Saturday, March 24, 2007

Newton's Third Law

“For everything you have missed, you have gained something else, and for everything you gain, you lose something else.” -- Ralph Waldo Emerson

Where the hell have I been?!?

In October I journeyed to southern Virginia to visit an ex and see his new baby. Oh babies. So special. It's strange enough to see your ex with someone new. It's even stranger to see them with someone new and their two children. But, like the trooper I am, I complacently posed for pictures with the delightful tots and contributed to the delusion that this situation will end anywhere but misery, divorce and therapy. On the bus ride home, I started a conversation with the boy in the seat next to me. Everyone knows that once I start a conversation with a boy it's only a matter of time before I end up in bed with him. And honestly, what could go wrong when you meet someone on a Greyhound and take them home?

A lot.

Like a four month relationship.

Oh fuck.

From October to January, I was a bona fide girlfriend. Not someone you fuck two or three times a month and ignore otherwise, but someone you bring chocolates to and spend Christmas with. In all seriousness, I have no idea how that happened.
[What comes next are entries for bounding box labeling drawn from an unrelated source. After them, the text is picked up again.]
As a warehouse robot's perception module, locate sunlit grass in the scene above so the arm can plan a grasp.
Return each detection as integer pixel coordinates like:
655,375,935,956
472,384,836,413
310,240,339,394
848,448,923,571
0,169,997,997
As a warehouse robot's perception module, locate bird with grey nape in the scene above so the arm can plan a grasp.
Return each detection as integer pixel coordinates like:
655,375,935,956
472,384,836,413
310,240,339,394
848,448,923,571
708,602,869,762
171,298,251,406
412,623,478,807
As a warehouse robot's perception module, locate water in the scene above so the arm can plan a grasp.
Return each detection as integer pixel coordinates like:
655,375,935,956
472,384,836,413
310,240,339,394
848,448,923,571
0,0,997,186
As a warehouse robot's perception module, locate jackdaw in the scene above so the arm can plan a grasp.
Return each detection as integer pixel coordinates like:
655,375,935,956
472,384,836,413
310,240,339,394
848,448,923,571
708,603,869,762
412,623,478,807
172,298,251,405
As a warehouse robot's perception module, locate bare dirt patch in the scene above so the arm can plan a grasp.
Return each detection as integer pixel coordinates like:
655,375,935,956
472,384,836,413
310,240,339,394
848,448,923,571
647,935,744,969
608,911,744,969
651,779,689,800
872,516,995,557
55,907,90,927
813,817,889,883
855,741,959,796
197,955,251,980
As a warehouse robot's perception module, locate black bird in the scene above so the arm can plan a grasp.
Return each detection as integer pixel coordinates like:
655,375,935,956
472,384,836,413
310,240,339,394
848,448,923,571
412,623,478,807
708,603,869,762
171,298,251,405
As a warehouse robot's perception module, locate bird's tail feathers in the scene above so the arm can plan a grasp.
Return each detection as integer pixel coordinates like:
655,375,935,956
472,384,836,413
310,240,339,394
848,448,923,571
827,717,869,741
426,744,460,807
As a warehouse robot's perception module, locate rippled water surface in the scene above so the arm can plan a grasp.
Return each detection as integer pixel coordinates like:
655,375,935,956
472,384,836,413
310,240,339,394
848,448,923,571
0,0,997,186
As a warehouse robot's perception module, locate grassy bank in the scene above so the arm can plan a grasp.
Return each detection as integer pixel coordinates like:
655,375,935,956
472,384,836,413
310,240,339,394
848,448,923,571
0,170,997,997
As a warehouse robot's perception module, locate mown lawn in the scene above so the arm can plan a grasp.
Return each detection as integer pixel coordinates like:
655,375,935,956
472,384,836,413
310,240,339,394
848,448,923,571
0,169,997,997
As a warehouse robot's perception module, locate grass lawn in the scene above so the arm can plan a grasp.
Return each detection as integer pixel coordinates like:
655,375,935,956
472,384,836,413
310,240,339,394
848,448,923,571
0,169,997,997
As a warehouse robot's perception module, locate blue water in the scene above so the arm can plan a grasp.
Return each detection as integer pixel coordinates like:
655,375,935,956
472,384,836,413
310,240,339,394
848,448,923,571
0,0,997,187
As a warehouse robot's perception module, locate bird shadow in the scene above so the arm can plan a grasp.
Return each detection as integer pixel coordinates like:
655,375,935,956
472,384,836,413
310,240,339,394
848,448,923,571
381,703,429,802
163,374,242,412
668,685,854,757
One minute you're "just having fun" and the next minute you're being introduced as "my girlfriend." As a sidebar, I think the only three words that are worse to hear in the dating world than we're "just having fun" are "I love you." Despite my conditioned response to run like hell from anything resembling commitment, I played along. I did the double dating thing, which is double the awkwardness and misery of a regular date. I cooked dinner and washed dishes. I went to hockey games that I didn't give a shit about. I watched a Bond movie. At the theater. I spent Saturday nights "just relaxing at home." I took him home to meet my family at Christmas. I endured 40 minute pointless stories about how great it was to be in the Peace Corps and endless jokes that weren't particularly funny. I laughed at those jokes. I quit smoking because he hated it. I had sex with just one person.

Why would I do this? Because I could and I need to remember that I was capable of it. I wanted to know that something wasn't broken in me -- that the fucking I've been doing was because I wanted to, not because I felt compelled to. Pretty quickly though, I realized that I wasn't especially fond of the person I was dating. I didn't mind the relationship stuff, despite the obvious shock to my system. But I did mind him. It's funny to me that even when someone is so fucking annoying, I don't want to them to break up with me. One would think that it would be a relief because now I could be lazy and not have to say that the sound of his voice made me want to scratch his eyes out. But oh no, it was no relief at all.

Every step in my relationship with Disingenuousness (as he shall forever be known) felt like I was being blindsided. I'm just walking along, minding my own business, and then BAM! I'm in a relationship. Then I'm just riding the train, minding my own business, and BAM AGAIN! He's moving to the furthest place he could go and still be within the United States. Not only is he moving to Alaska completely out of the fucking blue, but he's leaving in less than 12 hours. "Come to the bar if you want to say goodbye," he says. Excuse me? I think not. If you fucking want to break up with me and run away to Alaska, then you'll have to come to my house and do it like a man. Boys, unlike men, lack the courage to accept the consequences of their actions. So he broke up with me over the phone and sheepishly stood at my door to impart his goodbye message: "Don't be a stranger."

For everything that I missed when I was in a relationship, I gained a very strong sense of what I do not want in my life. I don't want to laugh when your jokes suck. I don't want to eat okra because you like it. I don't want to look at African art on a gorgeous day. I don't want to take a multi vitamin. And I fucking want to sit on my porch and chain smoke Parliament lights while drinking beer out of the bottle. That's what I like. Before Disingenuousness, I couldn't only say what I did and did not like in bed. Now, with all certainty, I can say that what I do not want to put up with. I've gained a whole new sense of my identity. For everything that I gained while I was in and out of a relationship, I lost something of equal value. Half a dozen good lovers have gone missing or perhaps died from neglect. I choose to believe they've died as I don't want to imagine them having fun without me. Now, I'm attempting to reconnect and rebuild the roster and do exactly what I want exactly when I want to.